Se basicamente este Joseph Frady é uma antecipação (ou seguimento, se não ficarmos pelo cinema) do John Reed de "Reds", o ser humano antes do profissional que tem um demónio no corpo que o atrai sempre para abismos e guerras, estamos perante uma sombra que já se acomodou a ela mesmo, um alguém pregado na fatalidade do presente. Apanhado numa teia galáctica, tensa e suja como podem ser as da era moderna, essas geopolíticas e ditas aglutinadoras, Frady já há muito se desfez de toda a chamada vida familiar ou privada, da mulher no canto do olho ou do desejo que não o da morte em trabalhos e pelo estômago a moer. Deixa-se ir na corrente, esquece o bom senso que se nota o habitou, joga o jogo, e perde todas a certezas pedidas à redenção. Podíamos ter conhecido melhor este tipo e acontecer uma relação bendita, mas já não se foi a tempo. Um outro nível e profundeza de uma solidão altamente maquinada e diabólica. O estouro de luz final em surdina aflitiva é a violência intolerável, indesculpável, que tanta inteligência abstracta aplicou. A arma abandonada, o olhar de terror e a execução meio aleatória enunciam todas as hipóteses - do anjo ao assassino.
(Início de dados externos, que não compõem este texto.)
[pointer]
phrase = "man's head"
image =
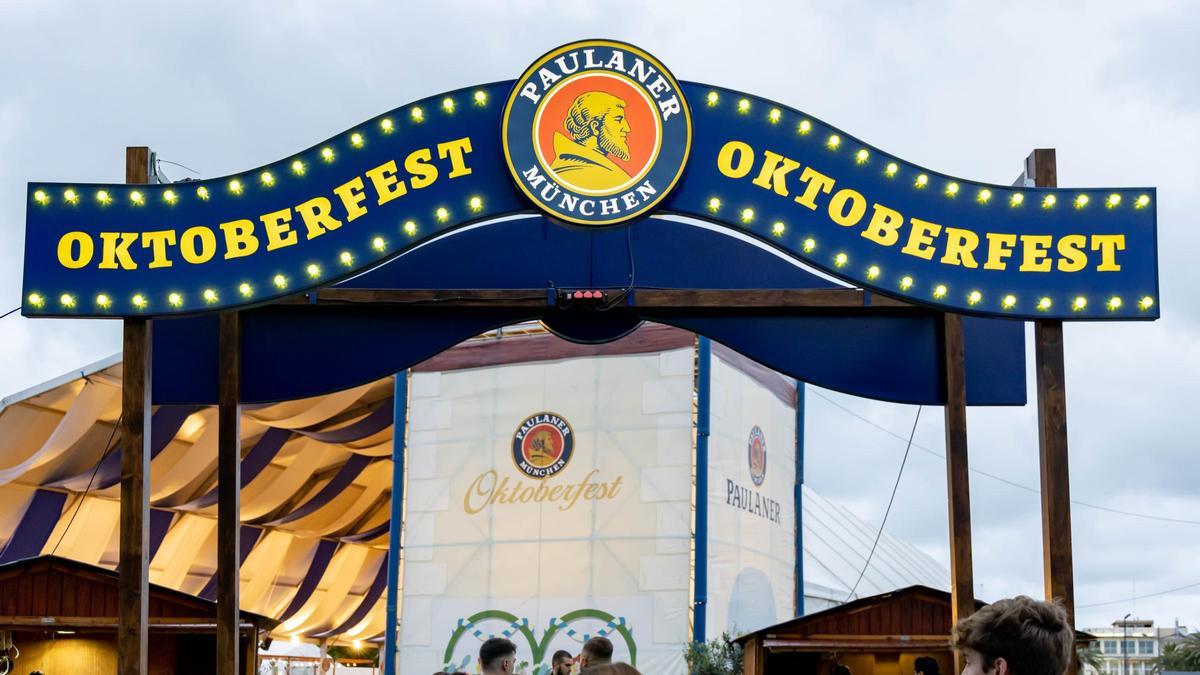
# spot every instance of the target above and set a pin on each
(1015, 637)
(597, 651)
(599, 115)
(498, 656)
(561, 663)
(925, 665)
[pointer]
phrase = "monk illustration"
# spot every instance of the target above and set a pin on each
(597, 129)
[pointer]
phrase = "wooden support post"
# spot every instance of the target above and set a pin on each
(1048, 348)
(958, 473)
(228, 490)
(133, 562)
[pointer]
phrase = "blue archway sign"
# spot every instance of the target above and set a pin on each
(383, 186)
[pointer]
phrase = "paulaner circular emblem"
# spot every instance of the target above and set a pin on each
(597, 132)
(756, 449)
(543, 444)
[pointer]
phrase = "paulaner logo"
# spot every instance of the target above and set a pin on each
(543, 444)
(597, 132)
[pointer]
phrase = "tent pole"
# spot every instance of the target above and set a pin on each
(133, 590)
(228, 490)
(958, 473)
(395, 525)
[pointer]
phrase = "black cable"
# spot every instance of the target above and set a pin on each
(891, 500)
(108, 447)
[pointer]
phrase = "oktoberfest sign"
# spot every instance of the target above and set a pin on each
(595, 133)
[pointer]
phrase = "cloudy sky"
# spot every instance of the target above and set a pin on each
(967, 88)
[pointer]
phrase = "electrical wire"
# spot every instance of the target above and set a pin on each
(108, 448)
(891, 501)
(1001, 478)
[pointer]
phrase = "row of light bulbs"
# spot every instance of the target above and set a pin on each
(268, 179)
(246, 290)
(922, 181)
(940, 291)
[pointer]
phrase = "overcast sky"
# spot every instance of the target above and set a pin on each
(967, 88)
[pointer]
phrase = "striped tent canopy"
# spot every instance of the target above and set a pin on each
(316, 493)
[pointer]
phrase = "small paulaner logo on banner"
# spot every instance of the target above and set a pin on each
(756, 452)
(597, 132)
(543, 444)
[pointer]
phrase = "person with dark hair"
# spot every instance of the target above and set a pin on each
(597, 651)
(925, 665)
(498, 656)
(561, 663)
(1015, 637)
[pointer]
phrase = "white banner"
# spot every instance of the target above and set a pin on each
(751, 508)
(550, 502)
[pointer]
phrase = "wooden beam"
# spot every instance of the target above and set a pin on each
(958, 473)
(228, 490)
(133, 562)
(1051, 380)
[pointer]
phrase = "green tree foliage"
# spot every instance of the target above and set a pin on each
(721, 656)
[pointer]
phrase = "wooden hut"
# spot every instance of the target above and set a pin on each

Para lá de bons e maus e moral conforme. Para lá dos arranha-céus e da paz dos rios e dos campos, da horta ou das estufas, das velhinhas oposições e dialécticas entre sombra e luz, umbrais negros e luminoso lar, a treva acabada é mesmo a confusão de todos os valores e promessas. Assim Abraham Lincoln irá assombrar e ser fragmentado em espalhafato e marcha, banal peça num circo rafeiro onde toda a iluminação e acordo se encontram jogados na má definição, sem sorte, pelas arestas e no grão que Gordon Willis não faz mecanicamente mas sim organicamente. Veracidade incómoda. Chegam a irromper os cânticos Fordianos, é verdade, mas já nada exalta ou aquece.

O resto, que é outro tudo, são os olhos e as olheiras de Frady, o seu vivo e o seu morto, as refeições na penumbra, os convidados inesperados que o congratulam pela tragédia, relações condenadas, pele deslavada a lixívia dos cadáveres e luz tetricamente sobrexposta, cegueira geral, a saída do abismo e regresso constante a ele que é o movimento prometido desta era. Esse mal-estar, essa falta de posição na cadeira ou na cama ou no centro, respiração que não sai bem, entre o vegetal e o sonâmbulo. A lei de Pakula finalmente liberta do espartilho da linguagem e da formatação, constantemente à procura do ângulo que ainda se safe. Mesmo que tosco, que pobre na grande linhagem. A intimidade do perto e a repulsa. O vasto paradoxo final.